CHEERS!!! From Zen the Betta!


----------



## Apollo231 (Jul 16, 2014)

Sorry couldn't edit my post I figured out on how to flip the picture and how to edit the photo and how to actually post the picture instead of a URL


----------



## Jonthefish (Jun 16, 2014)

Apollo that is too cute !! How did you make that ??!!


----------



## Apollo231 (Jul 16, 2014)

Thanks! I made it through a app called pho.to lab


----------



## Danyal (Jul 25, 2014)




----------



## BettaStarter24 (Mar 24, 2014)

Here's my Rose tail, Oliver, wishing everyone a happy summer!


----------



## Betaphototramp (Apr 13, 2014)

Harry loves the Jungle. He says it reminds him of his roots.

http://www.bettafish.com/attachment.php?attachmentid=400706&stc=1&d=1406476166


----------



## blue sky (Apr 6, 2014)

rainbow resting on a bamboo leaf at the beach??? (i tried to make it sound beachy):-D also with beach colors


----------



## ZentheBetta71614 (Jul 17, 2014)

Betaphototramp said:


> Harry loves the Jungle. He says it reminds him of his roots.
> 
> http://www.bettafish.com/attachment.php?attachmentid=400706&stc=1&d=1406476166


I love how blue and purple he is!!


----------



## Betaphototramp (Apr 13, 2014)

ZentheBetta71614 said:


> I love how blue and purple he is!!


Harry is a very hansom boy. I have had him now going on 2 years, and every time I look at him I see more colors.
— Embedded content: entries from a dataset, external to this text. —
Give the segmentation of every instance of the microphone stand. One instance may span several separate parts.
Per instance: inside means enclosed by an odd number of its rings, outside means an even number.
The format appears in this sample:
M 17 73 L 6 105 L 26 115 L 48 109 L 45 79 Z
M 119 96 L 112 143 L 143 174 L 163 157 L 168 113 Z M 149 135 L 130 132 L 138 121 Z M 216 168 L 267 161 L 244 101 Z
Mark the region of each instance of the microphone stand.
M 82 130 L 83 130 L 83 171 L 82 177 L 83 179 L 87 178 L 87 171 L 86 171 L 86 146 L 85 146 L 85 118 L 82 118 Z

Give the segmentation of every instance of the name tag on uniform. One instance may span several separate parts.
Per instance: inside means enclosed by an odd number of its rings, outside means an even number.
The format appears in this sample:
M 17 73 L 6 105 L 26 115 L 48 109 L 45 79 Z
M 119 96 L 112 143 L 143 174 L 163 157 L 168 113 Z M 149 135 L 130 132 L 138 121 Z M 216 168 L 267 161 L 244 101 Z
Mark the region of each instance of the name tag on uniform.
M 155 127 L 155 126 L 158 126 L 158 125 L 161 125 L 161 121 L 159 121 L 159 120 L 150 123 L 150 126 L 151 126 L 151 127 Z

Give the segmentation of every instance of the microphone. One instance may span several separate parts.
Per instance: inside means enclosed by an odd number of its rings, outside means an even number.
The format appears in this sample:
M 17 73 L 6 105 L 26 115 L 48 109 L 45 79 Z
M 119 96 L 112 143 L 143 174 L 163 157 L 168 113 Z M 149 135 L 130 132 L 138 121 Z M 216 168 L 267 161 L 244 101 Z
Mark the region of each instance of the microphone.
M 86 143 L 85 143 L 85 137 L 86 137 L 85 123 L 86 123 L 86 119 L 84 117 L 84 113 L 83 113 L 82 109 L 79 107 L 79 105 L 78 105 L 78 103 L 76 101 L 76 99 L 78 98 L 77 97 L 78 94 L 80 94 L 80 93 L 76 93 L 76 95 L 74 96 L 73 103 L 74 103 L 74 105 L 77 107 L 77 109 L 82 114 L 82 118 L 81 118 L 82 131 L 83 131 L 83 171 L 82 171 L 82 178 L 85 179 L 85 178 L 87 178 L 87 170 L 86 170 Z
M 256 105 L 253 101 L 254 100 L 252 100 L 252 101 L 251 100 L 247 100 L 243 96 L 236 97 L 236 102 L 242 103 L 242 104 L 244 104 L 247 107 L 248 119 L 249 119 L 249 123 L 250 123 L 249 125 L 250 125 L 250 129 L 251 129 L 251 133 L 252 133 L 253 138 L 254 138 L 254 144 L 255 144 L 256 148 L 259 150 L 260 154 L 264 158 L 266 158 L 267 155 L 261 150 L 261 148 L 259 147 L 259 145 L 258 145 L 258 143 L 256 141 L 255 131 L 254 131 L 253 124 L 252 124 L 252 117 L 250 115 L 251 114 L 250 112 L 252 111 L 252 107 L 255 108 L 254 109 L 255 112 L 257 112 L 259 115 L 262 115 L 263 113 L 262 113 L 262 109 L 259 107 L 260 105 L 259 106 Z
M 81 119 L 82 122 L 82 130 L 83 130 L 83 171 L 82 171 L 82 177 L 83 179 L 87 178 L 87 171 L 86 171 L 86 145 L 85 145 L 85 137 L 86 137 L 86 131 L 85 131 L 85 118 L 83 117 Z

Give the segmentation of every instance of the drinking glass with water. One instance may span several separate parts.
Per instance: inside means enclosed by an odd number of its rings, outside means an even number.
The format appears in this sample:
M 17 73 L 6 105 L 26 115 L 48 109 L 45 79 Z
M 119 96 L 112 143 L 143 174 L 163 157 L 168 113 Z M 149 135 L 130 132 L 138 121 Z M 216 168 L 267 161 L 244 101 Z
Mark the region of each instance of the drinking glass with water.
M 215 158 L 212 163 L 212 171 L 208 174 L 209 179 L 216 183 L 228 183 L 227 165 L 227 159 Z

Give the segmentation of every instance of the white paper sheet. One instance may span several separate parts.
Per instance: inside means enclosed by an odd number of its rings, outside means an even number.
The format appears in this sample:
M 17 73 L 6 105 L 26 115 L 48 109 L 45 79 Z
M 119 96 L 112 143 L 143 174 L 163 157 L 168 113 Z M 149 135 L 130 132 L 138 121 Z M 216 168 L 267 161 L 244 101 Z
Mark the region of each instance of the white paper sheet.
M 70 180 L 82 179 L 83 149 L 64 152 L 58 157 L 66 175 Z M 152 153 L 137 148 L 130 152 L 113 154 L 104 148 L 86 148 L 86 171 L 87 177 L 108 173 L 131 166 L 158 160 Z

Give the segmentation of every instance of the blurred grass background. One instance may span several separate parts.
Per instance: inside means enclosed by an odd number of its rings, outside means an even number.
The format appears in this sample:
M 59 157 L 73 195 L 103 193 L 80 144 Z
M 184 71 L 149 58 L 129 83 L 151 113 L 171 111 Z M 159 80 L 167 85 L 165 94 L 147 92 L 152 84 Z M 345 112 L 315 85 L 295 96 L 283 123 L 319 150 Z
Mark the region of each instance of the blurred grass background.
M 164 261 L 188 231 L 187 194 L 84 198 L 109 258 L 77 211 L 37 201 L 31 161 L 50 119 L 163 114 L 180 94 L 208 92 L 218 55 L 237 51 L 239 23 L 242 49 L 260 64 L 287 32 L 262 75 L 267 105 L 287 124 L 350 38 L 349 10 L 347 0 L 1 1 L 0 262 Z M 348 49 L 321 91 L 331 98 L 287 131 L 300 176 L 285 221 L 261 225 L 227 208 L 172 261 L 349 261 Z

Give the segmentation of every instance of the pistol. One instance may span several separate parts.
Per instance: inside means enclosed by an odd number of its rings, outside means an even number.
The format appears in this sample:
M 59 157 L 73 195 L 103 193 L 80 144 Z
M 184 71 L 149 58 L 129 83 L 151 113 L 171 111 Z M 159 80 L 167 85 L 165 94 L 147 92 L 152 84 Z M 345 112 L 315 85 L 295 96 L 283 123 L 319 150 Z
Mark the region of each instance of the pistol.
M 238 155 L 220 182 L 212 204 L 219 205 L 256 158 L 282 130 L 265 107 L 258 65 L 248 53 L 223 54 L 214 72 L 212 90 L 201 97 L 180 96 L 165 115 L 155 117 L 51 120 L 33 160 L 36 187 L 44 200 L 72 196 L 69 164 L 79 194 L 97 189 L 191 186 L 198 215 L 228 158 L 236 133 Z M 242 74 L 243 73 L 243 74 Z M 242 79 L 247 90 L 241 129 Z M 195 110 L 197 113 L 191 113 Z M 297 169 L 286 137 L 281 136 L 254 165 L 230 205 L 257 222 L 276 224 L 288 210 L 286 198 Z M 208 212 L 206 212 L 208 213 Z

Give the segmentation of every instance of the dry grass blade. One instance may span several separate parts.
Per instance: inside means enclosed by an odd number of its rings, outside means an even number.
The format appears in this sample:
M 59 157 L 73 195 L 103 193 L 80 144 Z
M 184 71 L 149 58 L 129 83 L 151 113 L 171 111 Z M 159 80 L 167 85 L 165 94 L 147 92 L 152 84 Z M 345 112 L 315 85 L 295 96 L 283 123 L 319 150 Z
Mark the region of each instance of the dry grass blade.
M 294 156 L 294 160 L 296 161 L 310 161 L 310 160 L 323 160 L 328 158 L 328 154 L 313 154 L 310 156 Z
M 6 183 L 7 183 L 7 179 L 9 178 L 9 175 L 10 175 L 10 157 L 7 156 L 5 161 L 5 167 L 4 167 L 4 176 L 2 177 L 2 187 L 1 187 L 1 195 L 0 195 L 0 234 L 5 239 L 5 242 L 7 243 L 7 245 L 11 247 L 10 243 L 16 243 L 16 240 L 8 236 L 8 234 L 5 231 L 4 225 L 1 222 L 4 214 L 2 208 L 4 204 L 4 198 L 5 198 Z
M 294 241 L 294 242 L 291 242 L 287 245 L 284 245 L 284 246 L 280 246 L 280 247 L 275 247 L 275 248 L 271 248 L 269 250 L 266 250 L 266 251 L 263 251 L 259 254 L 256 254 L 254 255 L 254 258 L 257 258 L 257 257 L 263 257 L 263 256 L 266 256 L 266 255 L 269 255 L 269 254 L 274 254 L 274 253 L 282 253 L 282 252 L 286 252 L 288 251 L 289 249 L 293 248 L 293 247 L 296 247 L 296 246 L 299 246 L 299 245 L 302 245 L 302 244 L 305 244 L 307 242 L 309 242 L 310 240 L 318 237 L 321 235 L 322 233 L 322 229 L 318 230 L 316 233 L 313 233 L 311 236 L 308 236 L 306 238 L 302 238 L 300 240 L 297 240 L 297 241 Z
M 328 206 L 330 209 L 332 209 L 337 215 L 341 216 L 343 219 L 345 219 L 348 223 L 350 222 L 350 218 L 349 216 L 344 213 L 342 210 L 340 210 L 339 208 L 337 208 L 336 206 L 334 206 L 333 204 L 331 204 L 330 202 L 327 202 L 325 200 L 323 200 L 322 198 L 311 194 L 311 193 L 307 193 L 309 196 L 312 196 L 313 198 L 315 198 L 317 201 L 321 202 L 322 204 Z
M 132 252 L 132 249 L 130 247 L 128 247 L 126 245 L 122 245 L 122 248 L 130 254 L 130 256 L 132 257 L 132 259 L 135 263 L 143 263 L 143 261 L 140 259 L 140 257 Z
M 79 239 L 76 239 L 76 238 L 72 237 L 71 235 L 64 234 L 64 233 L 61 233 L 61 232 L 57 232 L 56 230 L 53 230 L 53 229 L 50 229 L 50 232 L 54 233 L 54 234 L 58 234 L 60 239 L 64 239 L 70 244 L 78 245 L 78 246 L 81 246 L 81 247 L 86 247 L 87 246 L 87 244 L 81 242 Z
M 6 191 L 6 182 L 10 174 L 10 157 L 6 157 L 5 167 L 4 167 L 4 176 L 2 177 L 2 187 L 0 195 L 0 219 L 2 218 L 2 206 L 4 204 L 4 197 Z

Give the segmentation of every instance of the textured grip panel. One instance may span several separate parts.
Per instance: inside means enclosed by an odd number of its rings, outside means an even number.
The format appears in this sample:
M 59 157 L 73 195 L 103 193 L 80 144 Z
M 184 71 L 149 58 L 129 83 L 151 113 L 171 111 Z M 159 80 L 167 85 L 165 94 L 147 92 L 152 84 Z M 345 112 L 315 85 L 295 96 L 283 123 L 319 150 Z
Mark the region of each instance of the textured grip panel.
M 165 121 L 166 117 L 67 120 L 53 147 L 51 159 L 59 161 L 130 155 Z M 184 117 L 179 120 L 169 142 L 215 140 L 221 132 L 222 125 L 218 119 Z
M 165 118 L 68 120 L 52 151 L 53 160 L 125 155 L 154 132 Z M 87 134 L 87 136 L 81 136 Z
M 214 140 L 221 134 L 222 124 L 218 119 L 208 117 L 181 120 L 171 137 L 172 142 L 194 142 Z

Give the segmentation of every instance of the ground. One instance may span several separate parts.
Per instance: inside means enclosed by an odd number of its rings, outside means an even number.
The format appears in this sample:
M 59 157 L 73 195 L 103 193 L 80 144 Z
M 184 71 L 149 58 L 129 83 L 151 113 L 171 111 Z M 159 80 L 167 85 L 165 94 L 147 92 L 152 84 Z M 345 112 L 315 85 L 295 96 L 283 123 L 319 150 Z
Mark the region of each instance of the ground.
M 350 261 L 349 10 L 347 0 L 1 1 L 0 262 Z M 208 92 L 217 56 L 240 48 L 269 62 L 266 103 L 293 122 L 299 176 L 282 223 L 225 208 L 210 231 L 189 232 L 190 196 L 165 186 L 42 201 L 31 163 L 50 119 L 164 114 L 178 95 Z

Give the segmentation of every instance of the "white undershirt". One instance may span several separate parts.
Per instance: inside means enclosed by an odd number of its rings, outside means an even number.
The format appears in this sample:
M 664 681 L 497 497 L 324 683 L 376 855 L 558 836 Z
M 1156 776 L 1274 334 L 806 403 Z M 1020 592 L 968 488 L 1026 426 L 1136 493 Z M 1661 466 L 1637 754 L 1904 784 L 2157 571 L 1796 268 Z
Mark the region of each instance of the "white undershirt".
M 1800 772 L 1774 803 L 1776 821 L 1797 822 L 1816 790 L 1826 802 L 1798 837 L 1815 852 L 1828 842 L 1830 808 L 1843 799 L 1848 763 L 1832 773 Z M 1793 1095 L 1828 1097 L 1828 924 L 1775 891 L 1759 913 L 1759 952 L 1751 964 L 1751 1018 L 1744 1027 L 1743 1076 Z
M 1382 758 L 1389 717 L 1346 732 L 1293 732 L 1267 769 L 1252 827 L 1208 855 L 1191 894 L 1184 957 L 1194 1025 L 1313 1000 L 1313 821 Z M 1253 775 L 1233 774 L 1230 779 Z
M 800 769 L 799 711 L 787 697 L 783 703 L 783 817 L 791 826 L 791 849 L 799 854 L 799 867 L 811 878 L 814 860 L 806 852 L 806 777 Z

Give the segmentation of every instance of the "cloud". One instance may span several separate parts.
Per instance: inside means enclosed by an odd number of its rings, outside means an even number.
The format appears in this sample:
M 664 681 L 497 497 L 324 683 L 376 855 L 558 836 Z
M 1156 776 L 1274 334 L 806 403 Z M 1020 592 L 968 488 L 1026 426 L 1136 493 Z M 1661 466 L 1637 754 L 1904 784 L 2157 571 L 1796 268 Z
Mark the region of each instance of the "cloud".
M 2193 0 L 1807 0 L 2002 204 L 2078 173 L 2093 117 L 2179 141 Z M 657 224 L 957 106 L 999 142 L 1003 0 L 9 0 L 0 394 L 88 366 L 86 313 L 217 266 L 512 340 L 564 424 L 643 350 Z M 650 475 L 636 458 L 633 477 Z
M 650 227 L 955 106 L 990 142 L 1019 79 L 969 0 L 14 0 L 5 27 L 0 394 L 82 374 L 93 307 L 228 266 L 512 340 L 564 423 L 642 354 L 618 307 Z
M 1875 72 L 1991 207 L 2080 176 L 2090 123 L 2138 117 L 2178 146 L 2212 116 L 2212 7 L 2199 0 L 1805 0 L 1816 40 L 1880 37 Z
He is defiantly spoiled, and he knows it.


----------



## Indigo Betta (Sep 27, 2012)

Are there any volunteers to be judges? if you would like to be judge just PM me your 3 favorite entries.


----------



## Indigo Betta (Sep 27, 2012)

*Summer Betta Contest Contest Results**

And the winner is.....

*Apollo231







If you would like your prize please PM me  Prize is a drawing of your fish 

Thank you to everyone who entered, you are the best!!!!!!!!!!


----------



## Apollo231 (Jul 16, 2014)

Thank you so much!!!!


----------



## Jonthefish (Jun 16, 2014)

Yay !! Congrats !! :3


----------



## Apollo231 (Jul 16, 2014)

Jonthefish said:


> Yay !! Congrats !! :3


Thanks


----------



## nsteare (Aug 29, 2013)

Great pictures! I wish I could enter but its closed and all of my current bettas are dead. please be sure to host more contests again!


----------



## Indigo Betta (Sep 27, 2012)

Here he is sorry for the wait. 

hope you like the drawing, I'm going to put a higher resolution version on _DeviantArt_ soon.


----------



## Apollo231 (Jul 16, 2014)

Woah :O thanks


----------



## Indigo Betta (Sep 27, 2012)

Apollo231 said:


> Woah :O thanks



You're welcome! :-D

here's the higher resolution version

http://candyfloss-unicorn.deviantart.com/art/Aether-the-Betta-479676970


----------